1914 bis 1945 Am Vorabend des Ersten Weltkriegs kehren die zerstrittenen Nationalstaaten dem Freihandel den Rücken und flüchten sich in Protektion ismus. Das globale Wachstum bricht ein. Die Welt rutscht Anfang der Dreißigerjahre in eine Depression, die zu Massenarbeitslosigkeit und der Verarmung weiter Teile der Bevölkerung führt. Nationalistische und totalitäre Kräfte erhalten Auftrieb. Deutschland entfacht den Zweiten Weltkrieg.

1944 Auf der Konferenz von Bretton Woods wird die Weltwirtschaft neu geordnet. 44 Staaten beschließen ein Weltwährungssystem mit festen Wechselkursen und gründen den Internationalen Währungsfonds und die Weltbank. 1948 tritt das Allgemeine Zoll- und Handelsabkommen (Gatt) in Kraft, der Vorläufer der WTO. Der Freihandel wird institutionalisiert.

In den Siebzigerjahren wird der Welthandel weiter liberalisiert, Zölle und andere Handelshemmnisse werden sukzessive abgebaut.

In den Achtzigerjahren beginnt der ökonomische Vormarsch zahlreicher Schwellenländer in Asien und Südamerika. Sie nutzen ihre geringen Arbeitskosten, um sich komparative Vorteile in der Güterproduktion zu sichern. Viele Staaten schaffen so den Anschluss auf den internationalen Märkten.

Ab 1990 Der Freihandel erreicht bis dato ungeahnte Ausmaße. Zwischen 1993 und 2007 vervierfacht sich das Welthandelsvolumen. Die Liberalisierung der Finanzmärkte lässt die globalen Bruttokapitalströme um ein Vielfaches anschwellen. Die Schattenseiten dieser Öffnung kommen erstmals 1997/98 in der Asienkrise zutage. Unregulierte Kapitalzuflüsse erzeugen in der Region einen Kreditboom, der nur unzureichend gegen Währungsschwankungen abgesichert ist. Als Finanzinvestoren gegen die asiatischen Währungen spekulieren und ihr Kapital abziehen, bricht das System zusammen. Stark betroffene Länder wie Thailand, Indonesien und Südkorea rutschen in eine mehrjährige Wirtschaftskrise. Ab Mitte der Neunzigerjahre wächst die Kritik an der Globalisierung. Bekannteste Gruppierung ist Attac, gegründet 1998.

Zu Beginn des neuen Jahrtausends platzt die New-Economy-Blase an den Aktienmärkten. Die Anschläge auf das World Trade Center in New York bringen eine neue Furcht vor terroristischen Bedrohungen. Handel und Finanzmärkte erholen sich erstaunlich schnell von der Krise.

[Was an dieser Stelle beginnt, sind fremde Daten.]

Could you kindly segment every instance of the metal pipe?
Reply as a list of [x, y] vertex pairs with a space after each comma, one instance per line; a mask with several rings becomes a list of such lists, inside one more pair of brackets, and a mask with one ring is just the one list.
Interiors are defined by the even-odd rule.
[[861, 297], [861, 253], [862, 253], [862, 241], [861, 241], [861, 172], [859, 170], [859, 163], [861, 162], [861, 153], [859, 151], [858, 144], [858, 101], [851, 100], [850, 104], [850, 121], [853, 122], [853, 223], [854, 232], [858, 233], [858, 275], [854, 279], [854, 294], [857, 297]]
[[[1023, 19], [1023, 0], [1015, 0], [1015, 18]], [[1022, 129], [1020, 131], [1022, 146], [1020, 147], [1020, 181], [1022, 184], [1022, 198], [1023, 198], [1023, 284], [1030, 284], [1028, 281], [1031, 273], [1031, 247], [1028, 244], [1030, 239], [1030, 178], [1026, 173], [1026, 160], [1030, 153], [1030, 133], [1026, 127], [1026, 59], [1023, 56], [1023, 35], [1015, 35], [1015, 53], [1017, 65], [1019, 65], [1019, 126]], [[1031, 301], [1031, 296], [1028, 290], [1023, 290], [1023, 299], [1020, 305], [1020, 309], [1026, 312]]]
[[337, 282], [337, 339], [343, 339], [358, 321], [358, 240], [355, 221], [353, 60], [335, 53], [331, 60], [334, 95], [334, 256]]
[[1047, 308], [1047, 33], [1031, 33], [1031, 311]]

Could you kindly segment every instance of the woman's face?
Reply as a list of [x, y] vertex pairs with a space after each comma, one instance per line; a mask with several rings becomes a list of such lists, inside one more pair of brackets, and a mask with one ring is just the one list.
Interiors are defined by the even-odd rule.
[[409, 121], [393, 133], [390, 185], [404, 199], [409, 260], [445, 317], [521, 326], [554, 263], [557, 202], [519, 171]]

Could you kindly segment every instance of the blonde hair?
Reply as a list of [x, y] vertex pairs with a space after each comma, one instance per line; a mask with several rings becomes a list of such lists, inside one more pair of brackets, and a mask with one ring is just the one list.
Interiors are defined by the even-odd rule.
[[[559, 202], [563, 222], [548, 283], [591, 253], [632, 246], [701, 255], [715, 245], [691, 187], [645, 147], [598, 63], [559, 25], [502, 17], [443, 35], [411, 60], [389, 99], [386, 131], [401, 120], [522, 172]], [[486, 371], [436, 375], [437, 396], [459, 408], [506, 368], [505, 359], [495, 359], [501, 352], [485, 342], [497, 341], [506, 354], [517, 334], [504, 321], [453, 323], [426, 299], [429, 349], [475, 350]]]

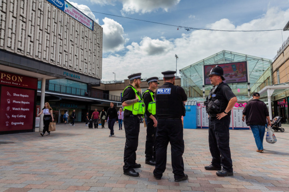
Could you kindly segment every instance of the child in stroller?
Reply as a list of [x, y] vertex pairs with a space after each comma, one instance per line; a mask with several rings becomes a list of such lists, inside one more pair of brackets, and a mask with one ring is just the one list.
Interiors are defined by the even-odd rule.
[[276, 116], [274, 117], [273, 120], [271, 121], [271, 124], [272, 126], [271, 128], [274, 129], [275, 131], [278, 131], [280, 130], [281, 132], [284, 132], [284, 129], [281, 127], [281, 119], [282, 117], [279, 116]]

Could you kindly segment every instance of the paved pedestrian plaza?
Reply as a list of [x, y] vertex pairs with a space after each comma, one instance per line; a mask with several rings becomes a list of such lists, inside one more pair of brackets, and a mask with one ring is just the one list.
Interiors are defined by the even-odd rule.
[[208, 130], [184, 129], [183, 157], [189, 178], [177, 183], [170, 147], [161, 180], [154, 178], [154, 167], [144, 164], [143, 124], [137, 151], [142, 165], [136, 169], [138, 177], [123, 174], [125, 138], [118, 125], [114, 136], [109, 137], [106, 124], [97, 129], [75, 124], [57, 125], [56, 131], [44, 137], [38, 132], [0, 135], [0, 191], [289, 191], [289, 127], [275, 132], [276, 143], [264, 140], [263, 153], [256, 152], [250, 130], [230, 130], [234, 175], [225, 177], [204, 168], [211, 160]]

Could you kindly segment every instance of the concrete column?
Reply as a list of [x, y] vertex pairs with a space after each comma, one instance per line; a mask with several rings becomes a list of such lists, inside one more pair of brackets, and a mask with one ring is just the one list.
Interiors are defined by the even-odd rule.
[[[46, 80], [44, 78], [42, 78], [41, 82], [41, 96], [40, 99], [40, 110], [43, 109], [44, 107], [44, 103], [45, 102], [45, 82]], [[42, 113], [40, 115], [40, 121], [39, 122], [39, 132], [42, 132], [43, 130], [43, 116], [44, 115]]]

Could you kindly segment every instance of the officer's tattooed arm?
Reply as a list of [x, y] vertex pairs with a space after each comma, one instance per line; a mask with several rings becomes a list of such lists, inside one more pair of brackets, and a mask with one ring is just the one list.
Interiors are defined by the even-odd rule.
[[122, 103], [122, 105], [124, 107], [127, 107], [129, 105], [130, 105], [134, 103], [135, 103], [138, 102], [138, 96], [136, 95], [136, 98], [134, 99], [131, 99], [130, 100], [127, 100], [124, 102]]

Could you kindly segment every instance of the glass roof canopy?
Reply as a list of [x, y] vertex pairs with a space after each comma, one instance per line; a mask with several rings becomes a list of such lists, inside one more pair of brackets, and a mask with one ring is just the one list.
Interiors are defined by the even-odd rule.
[[[247, 62], [249, 66], [249, 79], [250, 87], [252, 87], [256, 83], [260, 84], [262, 83], [263, 82], [257, 82], [257, 81], [268, 68], [271, 67], [272, 60], [223, 50], [181, 69], [180, 71], [181, 74], [181, 85], [185, 90], [192, 88], [201, 95], [200, 98], [200, 97], [192, 97], [191, 95], [188, 95], [190, 99], [203, 100], [203, 65], [246, 61]], [[247, 83], [228, 84], [237, 96], [238, 100], [247, 100], [250, 97], [248, 95], [248, 85]], [[212, 87], [211, 85], [205, 85], [205, 90], [209, 90]], [[238, 89], [240, 90], [238, 90]], [[242, 91], [240, 92], [240, 90]], [[239, 92], [237, 91], [238, 90], [239, 90]], [[206, 95], [208, 94], [206, 93]]]

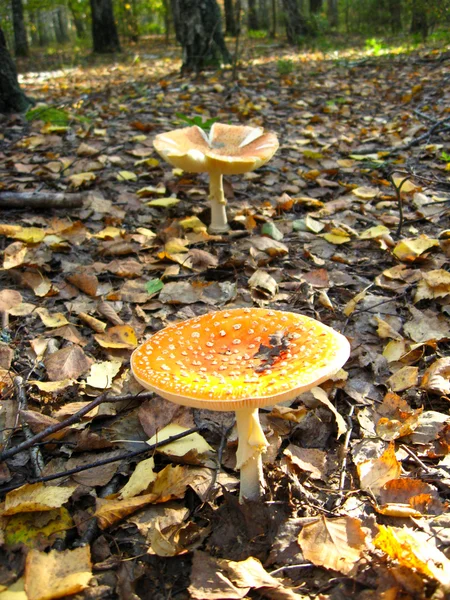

Ab 2007 Der amerikanische Immobilienmarkt bricht ein. Die US-Häuserpreise fallen ins Bodenlose, es kommt zu hohen Kreditausfällen. Risikoreiche US-Kredite, die rund um die Welt weiterverkauft wurden, entfachen eine Lawine und bringen weltweit Banken in Zahlungsnöte. Die Insolvenz der US-Investmentbank Lehman Brothers im September 2008 kippt die Lage dann endgültig und löst eine tiefe, weltweite Vertrauenskrise an den Finanzmärkten aus. Die Banken leihen sich untereinander kein Geld mehr. Die Regierungen springen mit Rettungs- und Konjunkturprogrammen ein. Doch eine weltweite Rezession ist nicht mehr aufzuhalten. Experten fürchten ein Wiederaufleben des Protektionismus.